29 Kasım 2012 Perşembe

Sistem sorunları beslemeye devam ediyor…


Sistem sorunları beslemeye devam ediyor…
Sözümü sakınmadan baştan söyleyeyim kılık kıyafetin serbest olması taraftarıyım, herkes istediği kıyafet ile istediği yere girip çıkma ve eğitim alma hakkına sahip olmalıdır. Çalışanların kılık kıyafeti ise laik devlette olması gerektiği gibi, dini / siyasi imaj, sembol olmadan var olan toplumun tarafsız görünümüne uygun şekilde olmalıdır. Tarafsız olmaz ise devletin bir çalışanı, toplum içinde var olan ayrımcılığı ve nefret söylemini gelişimine katkısı olur ve toplum içinde çatışmaya uygun ortam hazırlar. Toplumun bir arada yaşama kültürünün gelişimi, kültürlerin kendilerini geliştirmesi ve birbirlerini anlayabilmesi için devleti sembolize eden; eğitim, güvenlik, alt yapı gibi hizmet veren tüm kurumların çalışanı tarafsız olması ve görünmesi gereklidir.
Bütün bunların olması içinde sistem sorunun olmaması gereklidir. Sistemin tartışmalı olduğu yerde, her türden serbestlik, toplum içinde ayrışmaya ortam hazırlayacaktır, çünkü düzgün çalışmayan sistemde erk sahibi olanın görüşleri, dünya yaşam biçimi, bakışı diğer kültür ve katmanlar üzerinde baskı kurmak ve yok etmek için ortam hazırlar ve uygular.
Bugün yaşadığımız tüm sorunlar sistemimizden kaynaklanmaktadır. Sistem sınıflar arası katmanın azaltılmasını değil, aksine açılmasına sebep olmaktadır. Fakirin daha fakir, zenginin daha zengin olduğu bir adaletsiz sistem şu anda mevcuttur.

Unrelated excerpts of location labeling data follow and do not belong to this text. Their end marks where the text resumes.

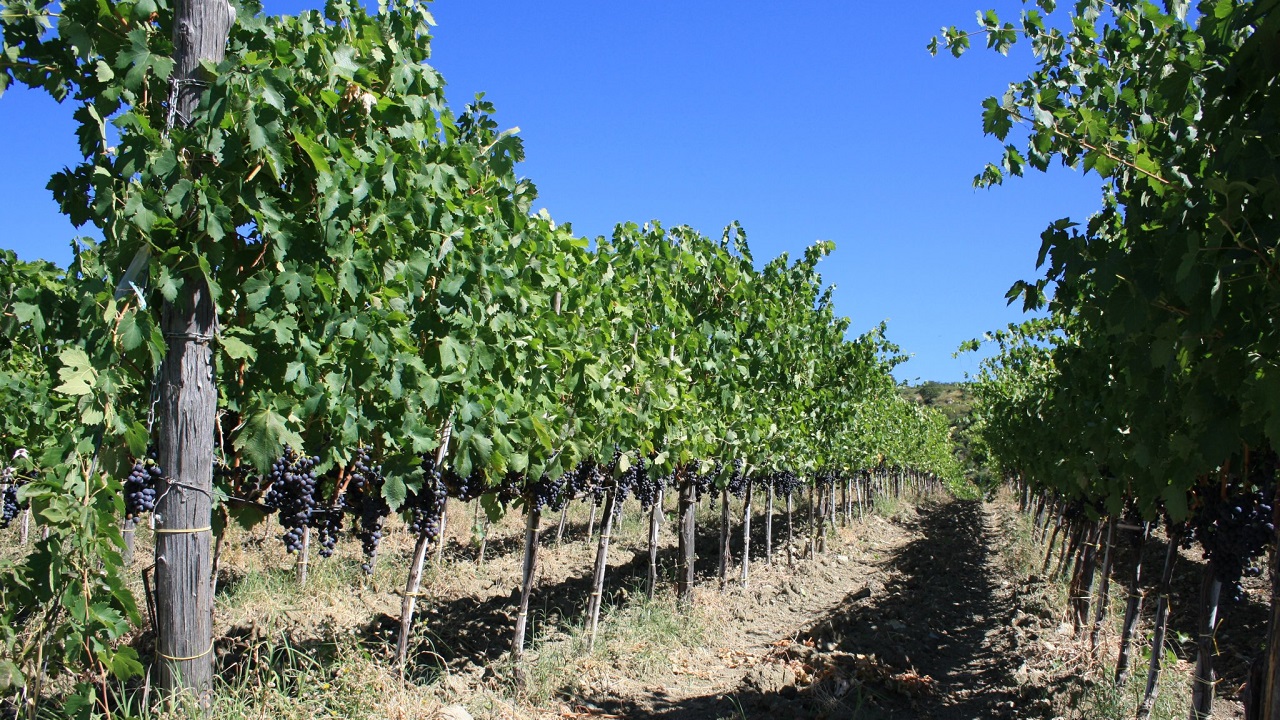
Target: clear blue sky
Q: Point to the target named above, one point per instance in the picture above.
(804, 121)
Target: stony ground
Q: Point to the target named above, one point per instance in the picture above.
(933, 610)
(920, 615)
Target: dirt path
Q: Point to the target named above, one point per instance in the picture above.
(905, 618)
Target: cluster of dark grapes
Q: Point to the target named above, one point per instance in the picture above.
(140, 487)
(785, 482)
(547, 493)
(511, 488)
(1234, 531)
(9, 505)
(293, 495)
(328, 524)
(428, 504)
(597, 484)
(237, 481)
(705, 483)
(364, 499)
(1133, 518)
(629, 481)
(648, 488)
(737, 481)
(464, 488)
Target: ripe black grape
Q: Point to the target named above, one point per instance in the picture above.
(1234, 524)
(9, 506)
(364, 499)
(647, 486)
(140, 488)
(293, 495)
(703, 483)
(428, 504)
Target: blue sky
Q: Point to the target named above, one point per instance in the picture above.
(803, 121)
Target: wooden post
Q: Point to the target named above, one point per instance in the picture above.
(127, 532)
(746, 533)
(1132, 607)
(526, 584)
(602, 565)
(414, 582)
(1052, 538)
(439, 538)
(1100, 613)
(1082, 584)
(768, 527)
(187, 408)
(1202, 678)
(725, 547)
(560, 529)
(685, 555)
(304, 556)
(791, 555)
(1157, 641)
(188, 401)
(1265, 683)
(813, 528)
(654, 524)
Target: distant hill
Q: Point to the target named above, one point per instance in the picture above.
(955, 402)
(951, 399)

Yeni tüketim çılgınlığının temsilcisi olan markalar sistem sorunu yaşayan toplumlarda, hakim oldukları toplumun bakış açısını biçimlendirdiği yerde, okullarda kılık kıyafet serbestliği; çocuklar arasında nefret duygularının gelişimini ve okullar içinde ve çevresinde çatışmayı körükleyecek boyuttadır. Bu, çocukları oyalama merkezi konumuna gelmiş okullarda, çeteleşmeyi ve toprağı kan ile sulayacak çatışmaları da içinde barındırmaktadır.
Okullar eğitim yeri olmaktan çıkıp podyum gibi moda gösterilerine dönüşebilir, çünkü çocuk, okulda eğitim ve öğretim almıyor, aptallaştırılıyor ve aptallaştırılmanın en son sürümü de modadır. Moda, insanları güzel göstermez aksine birilerinin cebine para olarak girecek bir sanayileşmenin yan ürünüdür. O yüzden, okullar; aydınlanma ve çağdaş bilgileri aldığı yer olmaktan çıkmış, ticarethaneler olması ile başka bir konuma bürünmüştür.
Bugün parası olan diploma almakta ve o diploma ile toplum içinde yer almaya çalışmaktadır. Diplomanın meslek olduğunu kabul edenlerin olduğu yerde; bilim, aydınlanma olmaz... Ancak aptalların oluşturmuş olduğu ve birileri tarafından tüketim çılgınlığına sürüklenen güruhlar olur. Tüketim, insanı aptallaştırır, çünkü hazır verilir ve hazır olanı başkasına bakarak onun gibi tüketir, o başkasını reklamlardan bol bol görür.
Toplumun hassasiyetleri ve dönemi dikkate alınmadan yapılan değişimler, o toplumun geri dönüşü olmayan içinden çıkılamayacak yeni kaoslara kapı aralamaktan başka bir anlam ifade etmemektedir. Kılık kıyafetten önce toplum katmanları arasında oluşan uçurumun azaltılması için sosyal devlet yeniden kurumlaştırılmalı ve toplum liberal ekonomi adı altında uygulanan politikalardan uzaklaşmalıdır. Bu uygulanan politikalar, toplumu daha mutlu edeceğine daha da aptallaştırmış ve tüketim çılgınlığı içinde bireylerin tüketimi karşılayabilmek için daha da köleleşmesi anlamına gelmiştir.
Sessiz ama homurdanan toplumlarda, sınıflar ve toplum katmanları arasında çatışmaların başlaması için küçük bir kıvılcım bile yeterli olur ve ülke çöl kumu üzerinde durmaya çalışan her hangi bir nesne gibi sağa sola savrulmaya ve önünü göremez konumunda olur.
Bugün hukuk, eğitim, savunma düzenimiz ve yapılandırmamız bağımsız ve önyargısız değildir. Toplum içinde var olan çatışma ve ayrılık nefret söylemi ile beslenmekte ve büyütülmektedir. Öncelik ile sistemin yapısal sorunlarının çözülmesi için yeni bir toplum sözleşmesine tüm toplum katmanlarının eşit düzeyde katılımı ile mümkündür. Bugünkü anayasa tartışmaları ve alınan yol, toplumun tüm katmanlarını görmemezlikten gelmekte ve var olan erkin daha da güçlenmesine olanak sağlamaktadır. O yüzden erkin aldığı her karar tartışmalı konuma gelmektedir. Çünkü toplum katmanları arasında güvensizlik haklı olarak kendisini korumaktadır.
Bugüne kadar baskıcı ve erkin istekleri yönünde yapılan değişiklikler sorunları çözmemiş, devlet baskısı yanında mahalle baskısını geliştirmiş ve toplumun öteki olarak kabul edilen katmanlar üzerine baskı ve asimilasyon politikası devam etmektedir. Ülkemiz tek dil, tek din, tek mezhep, tek aidatın olduğu ülke değildir ve olmadığı halde öyleymiş gibi davranılmaktadır.